Unified DDR3 Memory Channel Design for High Bandwidth Apps with Legacy Components

The demand for DDR3 memory channel bandwidth is growing rapidly in applications such as high definition video and TV, smart phones, and networking component. To meet these requirements, SoCs usually include a high bandwidth DDR3 memory channel. However, in a number of SoCs, many legacy component still need to access a normal DDR3 memory channel as well.

Some legacy component may interface with a DDR3 memory channel through a non-split transaction type bus protocol (such as AHB bus). SoC designers often create separate DDR3 memory channels to prevent the non-split transaction legacy protocol component from blocking those high bandwidth applications. This implementation, however, may significantly increase both pin count and design complexity.

To minimize pin count and simplify SoC design complexity, this article introduces a unified single DDR3 memory channel architecture that can simultaneously serve legacy component without creating performance bottlenecks.

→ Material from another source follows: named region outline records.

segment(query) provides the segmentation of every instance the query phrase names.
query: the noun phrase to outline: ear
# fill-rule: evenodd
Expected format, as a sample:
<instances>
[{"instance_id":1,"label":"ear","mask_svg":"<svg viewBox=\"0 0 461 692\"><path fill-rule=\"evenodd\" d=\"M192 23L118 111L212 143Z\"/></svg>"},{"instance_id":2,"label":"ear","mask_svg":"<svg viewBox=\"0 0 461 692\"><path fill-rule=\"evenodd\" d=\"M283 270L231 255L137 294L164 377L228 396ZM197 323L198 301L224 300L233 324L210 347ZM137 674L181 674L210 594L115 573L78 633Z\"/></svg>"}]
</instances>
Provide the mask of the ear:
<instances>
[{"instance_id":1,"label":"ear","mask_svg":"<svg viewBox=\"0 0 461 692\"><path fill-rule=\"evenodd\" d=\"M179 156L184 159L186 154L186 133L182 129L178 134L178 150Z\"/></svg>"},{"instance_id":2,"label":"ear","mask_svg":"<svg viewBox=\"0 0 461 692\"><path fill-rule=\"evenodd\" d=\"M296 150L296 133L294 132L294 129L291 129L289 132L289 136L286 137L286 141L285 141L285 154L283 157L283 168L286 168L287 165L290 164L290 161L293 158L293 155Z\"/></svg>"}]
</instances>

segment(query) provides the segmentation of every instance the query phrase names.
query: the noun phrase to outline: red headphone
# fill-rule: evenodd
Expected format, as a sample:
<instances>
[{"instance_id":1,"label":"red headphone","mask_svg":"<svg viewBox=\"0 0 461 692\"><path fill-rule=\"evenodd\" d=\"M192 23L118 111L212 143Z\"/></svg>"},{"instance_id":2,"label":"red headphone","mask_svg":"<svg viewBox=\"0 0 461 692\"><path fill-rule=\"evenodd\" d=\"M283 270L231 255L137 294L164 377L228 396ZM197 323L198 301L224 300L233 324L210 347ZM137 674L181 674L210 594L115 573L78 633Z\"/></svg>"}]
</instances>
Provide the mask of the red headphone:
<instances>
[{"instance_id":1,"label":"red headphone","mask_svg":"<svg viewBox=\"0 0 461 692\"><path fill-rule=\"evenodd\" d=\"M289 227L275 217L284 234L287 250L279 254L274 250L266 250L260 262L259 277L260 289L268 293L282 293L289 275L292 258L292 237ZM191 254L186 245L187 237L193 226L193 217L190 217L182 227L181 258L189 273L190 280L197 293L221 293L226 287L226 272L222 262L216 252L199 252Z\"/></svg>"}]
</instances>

Unified Memory Channel Background

Memory channel performance plays an important role in overall SoC system performance. In many applications, many components inside the SoC require a certain amount of memory bandwidth . For example, a high definition video component requires memory bandwidth to access display data from memory channel. In virtually every SoC, total memory bandwidth will be shared by more than one component. Under such condition, effective memory bandwidth is more than a matter of memory bus bandwidth or memory controller logic. Sometimes the interface protocol of a component creates a memory channel bandwidth bottleneck.

Figure 1 shows a regular memory channel architecture shared by two different components.

Figure 1. Memory channel design with two components.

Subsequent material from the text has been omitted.